Matt Hunckler, founder and CEO of Verge, says that while we tend to overuse the word “innovation,” the reality is there seems to be more of it than ever thanks to a workforce that, in the US alone, could be 40 percent independent workers by 2020. “A freelancer by definition is entrepreneurial,” he explains. “But there’s so many people doing it now, there’s much more competition to innovate.”

Hunckler says this means entrepreneurs need not only to have a great idea, but need to know how to pitch their idea to potential investors. And, thanks to platforms like Kickstarter, “everybody is an investor.”

Yet that also means the pitch is more important than ever, he says. It’s the “secret sauce” to help make an idea commerciable, he explains. “A good pitch is a conversation. It’s not just a sales pitch.”

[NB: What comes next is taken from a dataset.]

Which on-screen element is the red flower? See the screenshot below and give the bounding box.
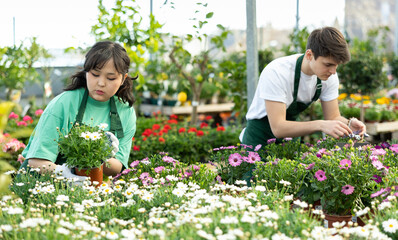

Yet too many people often adopt the “pinball” approach to pitching, Hunckler says, taking the tactics of Snapchat’s Evan Spiegel or Facebook’s Mark Zuckerberg and believing they will work for every situation. A more effective method, he says, might be using the THREAD method, which stands for target, hook, relate, escalate, ask and deliver.  “Execution is what really sets you apart. It’s really important to have a framework for pitching.”

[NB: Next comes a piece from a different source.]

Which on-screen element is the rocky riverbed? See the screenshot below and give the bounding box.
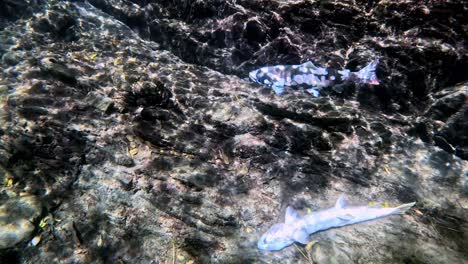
[0,0,467,263]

Pitching and innovation will be two of the things Hunckler will be discussing at the Project16 conference in Auckland on Thursday, September 1 at the Auckland University of Technology. Focusing on the intersection of business, technology and design, the conference is being sponsored by organisations such as the US Embassy, Samsung and 2 Degrees.

The US-based Hunckler, who will be visiting New Zealand for the first time, explains the conference is particularly important now because of the advent of more raw resources, such as the internet and the Cloud, that make it less expensive than ever before to innovate. “The cost has never been lower. It’s a really exciting time.”

And that, he says, also means change is happening on a greater scale than perhaps ever before.

“The change is getting faster and faster and faster,” he says. “The only constant is change.”